By age seven her birth parents had passed away and Doran was adopted by Steve and Lannie Brown. This began a new life for her in a stable home. Concerning Steve and Lannie, Doran says “Outside of my salvation, the Brown family is the best thing that ever happened to me. Through them I’ve learned how to see others as God sees them, to love and not be a respecter of persons.” She asks that others refer to the Browns as her parents rather than adoptive parents “because that’s definitely what they are.”
When Doran was entering her freshman year of high school, her parents sent her to Providence. The transition was academically challenging, but she learned how to focus and study. This instilled in her a solid work ethic that would carry her through the rigors of nursing school a few years down the road. The summer after her sophomore year at Providence, Doran went on a ministry trip to Los Angeles with the LA Dream Center. “I went there and fell in love with Los Angeles and inner city ministries,” recalls Doran. This set her course in a clear direction. By the time she graduated from Providence, the decision of where to go to college wasn’t difficult. Biola University, situated just outside of downtown LA, was the perfect place for her to earn a nursing degree and reach out to the homeless.
With 30,000 people living in 1.75 square blocks, LA’s skid row is one of the most densely populated places in the United States. Filled with addictions, brokenness, and the mentally ill, it is also a place full of missions, beds, meals, and medical services. “There are a bunch of churches and missions” Doran says, “but the churches go down there, hand out a sandwich and leave. We would hang out with people on the sidewalks, and what we noticed was there was a real lack of friendship and consistency.”

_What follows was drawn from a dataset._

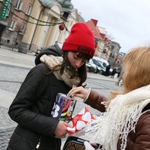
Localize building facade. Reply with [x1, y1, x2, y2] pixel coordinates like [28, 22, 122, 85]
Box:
[0, 0, 34, 46]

With this lack in view, Doran’s team gathers on Friday nights into eight groups, each cohort visiting an assigned street. The same people, same street, every week, with a goal to connect with individuals. Students bring food, water, blankets, guitars, and listening ears. During the week, they drive people to doctors’ appointments, rehab centers, the DMV. They even wash feet. They sing gospel songs in city air which take spontaneous turns. “I’m trading my sorrow, I’m trading my shame,” is sung and people begin substituting what they will trade, “I’m trading my flask, I’m trading my pipe,” and the list goes on. They are laying things down—finding joy in the Lord.
Last December, Doran came home for the holidays and planned her June wedding. She was looking forward to getting married and happy to have completed her RN, but truthfully she was also a bit restless. She missed LA and was eager to return. She missed people like Momma D, who gussied up to attend her college graduation. Speaking of her experiences with various people on the streets Doran says, “Everyone is different. Some you can get close to in two weeks and they will share their life story, for others it takes a year or two.” Here are people, like you and me, made in the image of God, who have trusted enough to let someone in. People she calls friends.
With RN in hand, Doran hopes to work with AIDS patients, many of whom will come from these same streets. The ministry is growing and donations are starting to come in from churches and individuals. The future may find her in more of a facilitating role. She hopes to see a growing number of students come out of the “Biola bubble” to care for their neighbors. Week by week, person by person, Doran and the students she ministers with are affecting the status quo. They have become patterns and role models to the homeless kids at Say Yes! In this small, densely populated corner of the earth, Doran is honoring God as well as her father and mother; she is preaching the gospel, using words when necessary.